それに対して王はどうしたか?なんとマントノン夫人との結婚を決意するのだ。王は結婚を公表しようとしたが、マントノン夫人は「身分違いの結婚」(mariage morganatique 貴賤結婚。国王の妃となる人は王女の称号をもつ人でなくてはならなかったが、マントノン夫人は公爵夫人でしかなかった )であることを理由に公表に強く反対したため、結婚は秘密裏に行われることになる。挙式はヴェルサイユ宮殿付属礼拝堂で、1683年10月9日から10日にかけての深夜に執り行われた。立会人は、ラシェーズ神父、ボンタン、モンシュヴルイユの3人で、パリ大司教が二人を結婚させた。

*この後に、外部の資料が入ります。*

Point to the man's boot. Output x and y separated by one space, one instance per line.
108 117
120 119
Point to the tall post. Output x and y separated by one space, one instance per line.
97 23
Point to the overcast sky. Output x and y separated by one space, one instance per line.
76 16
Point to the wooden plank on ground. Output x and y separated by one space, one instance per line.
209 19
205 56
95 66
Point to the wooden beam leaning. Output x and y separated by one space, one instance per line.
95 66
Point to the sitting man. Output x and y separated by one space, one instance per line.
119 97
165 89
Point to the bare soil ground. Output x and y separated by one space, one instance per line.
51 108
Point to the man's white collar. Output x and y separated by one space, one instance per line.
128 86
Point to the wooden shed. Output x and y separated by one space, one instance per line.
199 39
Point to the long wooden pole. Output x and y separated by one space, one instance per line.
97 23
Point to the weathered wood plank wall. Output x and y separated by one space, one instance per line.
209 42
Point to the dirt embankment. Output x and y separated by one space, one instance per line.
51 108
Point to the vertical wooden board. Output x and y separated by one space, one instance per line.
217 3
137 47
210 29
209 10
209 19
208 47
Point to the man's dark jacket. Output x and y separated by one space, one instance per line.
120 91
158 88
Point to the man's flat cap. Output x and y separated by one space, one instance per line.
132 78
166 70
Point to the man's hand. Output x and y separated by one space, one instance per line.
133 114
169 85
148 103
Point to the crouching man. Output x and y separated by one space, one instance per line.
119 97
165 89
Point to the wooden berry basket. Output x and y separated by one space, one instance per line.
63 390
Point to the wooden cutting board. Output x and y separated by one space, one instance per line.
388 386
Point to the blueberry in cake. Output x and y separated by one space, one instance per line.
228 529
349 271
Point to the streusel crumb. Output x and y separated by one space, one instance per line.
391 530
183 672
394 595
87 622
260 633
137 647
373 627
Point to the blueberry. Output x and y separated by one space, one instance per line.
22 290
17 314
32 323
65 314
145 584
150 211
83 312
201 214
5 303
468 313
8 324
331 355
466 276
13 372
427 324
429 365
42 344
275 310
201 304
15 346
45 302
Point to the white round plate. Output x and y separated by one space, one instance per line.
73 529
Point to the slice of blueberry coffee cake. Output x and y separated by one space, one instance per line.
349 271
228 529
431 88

ところで、ルイ14世が行った国を衰退させた愚挙として取り上げられるのが、「ナントの勅令廃止」=「フォンテーヌブロー王令」(1685年、カトリックの立場からプロテスタント容認政策を転換し、プロテスタントの信仰を禁止)。その内容は実に苛酷である。プロテスタントの信仰の自由を否認し、牧師を国外に追放。プロテスタントの学校を閉鎖し、教会堂を破壊。プロテスタントの亡命は許さず、彼らの子どもにカトリックの洗礼を強制する等々。こうした状況下、捉えられればガレー船送りと財産没収を覚悟の上で、およそ20万のプロテスタントがフランスから脱出した。亡命者の中には商人、職人が多く含まれていたため、フランス経済に対して大きな打撃となる。他方、スイスの時計産業・金融業、ベルギーの貴金属工業・製鉄業、オランダの製紙業、プロイセンの製鉄業・皮革工業、イギリスの製鉄業・金属加工などはユグノー移民のおかげで発展したといわれている。
ジャンダルメンマルクト広場(ベルリン) 左が「ドイツ・ドーム」(ドイツ大聖堂)、右が「フランス・ドーム」(フランス大聖堂)、真ん中がコンツェルトハウス
「フランスドーム」Französischer Dom ジャンダルメンマルクト広場 ベルリン
1701~05年にかけて、フランスから逃れてきたユグノー教徒のために建設された教会堂。18世紀後半、フリードリヒ大王によって教会の隣に建てられ華やかな塔と2つを総称してフランスドームと呼ばれる。